Je lisais le titre d’un article de La Croix : « Comment concilier le fait d’aimer Dieu et de tuer ses frères ? »

  • Cette question nous invite à réfléchir à la cohérence de notre vie : entre la relation que nous avons avec le Seigneur, notre vie sacramentelle et de prière d’un côté… et de l’autre nos œuvres, nos paroles, notre vie de charité… Nous savons qu’un manque d’unité intérieure peut faire que « je me tue moi-même ».
  • Ce manque de cohérence entre notre foi et notre vie quotidienne peut surtout tuer notre relation avec nos proches : par l’égoïsme, par le manque d’attention à notre voisin, ne jamais prendre de nouvelles : cela aussi tue. Nous pouvons, dans nos vies quotidiennes, « tuer à petit feu » par des paroles, des rancunes, en écrasant, par des refus de pardon à donner ou recevoir. Nous savons la violence de la calomnie, de la critique…
  • Frères et sœur, c’est facile d’être contre la violence qui tue avec les armes, et c’est bien ! Mais on n’est pas obligé d’aller chercher de la violence bien loin…
  • Au sein de notre communauté paroissiale, la violence existe…
    o Comment concilier le fait d’aimer Dieu et de critiquer un frère ou une sœur à la sortie même de la messe dominicale ?
    o Comment concilier le fait d’aller communier au même autel pour agresser verbalement et violemment une jeune animatrice de chants à peine les dernières notes chantées ? Ce genre d’évènements tue aussi…pas le corps, mais l’âme !

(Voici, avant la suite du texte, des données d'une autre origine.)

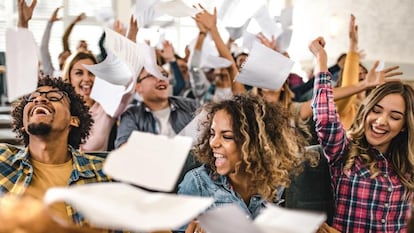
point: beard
(39, 128)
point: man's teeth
(379, 131)
(41, 110)
(218, 156)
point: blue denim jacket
(203, 182)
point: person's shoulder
(8, 150)
(184, 102)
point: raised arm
(44, 46)
(65, 38)
(210, 23)
(133, 29)
(25, 13)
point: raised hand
(25, 12)
(272, 43)
(133, 29)
(168, 51)
(353, 34)
(205, 18)
(119, 27)
(375, 78)
(80, 17)
(317, 47)
(54, 17)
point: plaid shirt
(16, 173)
(362, 204)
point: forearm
(44, 51)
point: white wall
(386, 29)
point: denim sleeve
(126, 125)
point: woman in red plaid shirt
(372, 165)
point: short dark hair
(77, 135)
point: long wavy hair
(270, 148)
(78, 134)
(401, 147)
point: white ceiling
(386, 29)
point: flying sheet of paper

    o Comment concilier notre prière commune vers le Christ et le fait de critiquer fortement un ami prêtre missionnaire de passage sur le parvis ? Cela tue également, pas le corps mais notre Eglise.
    o Nous sommes habitués nous prêtres à être pris à partie à la fin des messes et ainsi empêchés de vivre cette joie de notre rencontre dominicale avec nos fidèles bien aimés… mais néanmoins, cela nous tue, à petit feu…
    o Si nous ne nous aimons pas, nous tuons, non pas à l’arme blanche, mais avec cette arme ravageuse qu’est la langue, notre communauté, notre Eglise, notre âme.
  • Frères et sœurs, a violence est dans le cœur de tout homme, et moi le premier :
    o Le Seigneur ne nous empêche pas d’être en colère : je l’ai dit aux obsèques d’Olivia avant-hier
    o Mais comme chrétien le Christ nous apprend à la sublimer (elle demeure présente, mais elle change d’état), à la dépasser
    o Il nous donne la possibilité de ne pas se laisser ronger par cette pathologie, par ce cancer comme le dit Mgr Aupetit. Il nous permet de ne pas nous enfermer en elle. La colère est une énergie, elle fait partir de notre être psychologique. Mais cette énergie que nous avons en nous peut être orientée de belle manière.

Mettons notre énergie pour vivre les Béatitudes : c’est notre but, notre fin ultime ! Je n’y suis pas, nous n’y sommes pas, mais c’est notre objectif. Seul le Seigneur peut convertir cette force intérieure de vengeance ou de rancune en puissance salvatrice, car nous n’en sommes souvent pas capables.
Laissons Jésus faire cela en nous : la confession est le meilleur outil Elle se reçoit, nous n’avons qu’à être réceptacle.
Notre devoir premier aujourd’hui : faire briller cette lumière que nous avons en nous, faire répandre la bonne odeur du Christ. Faire briller la lumière de l’espérance que nous puisons dans notre foi.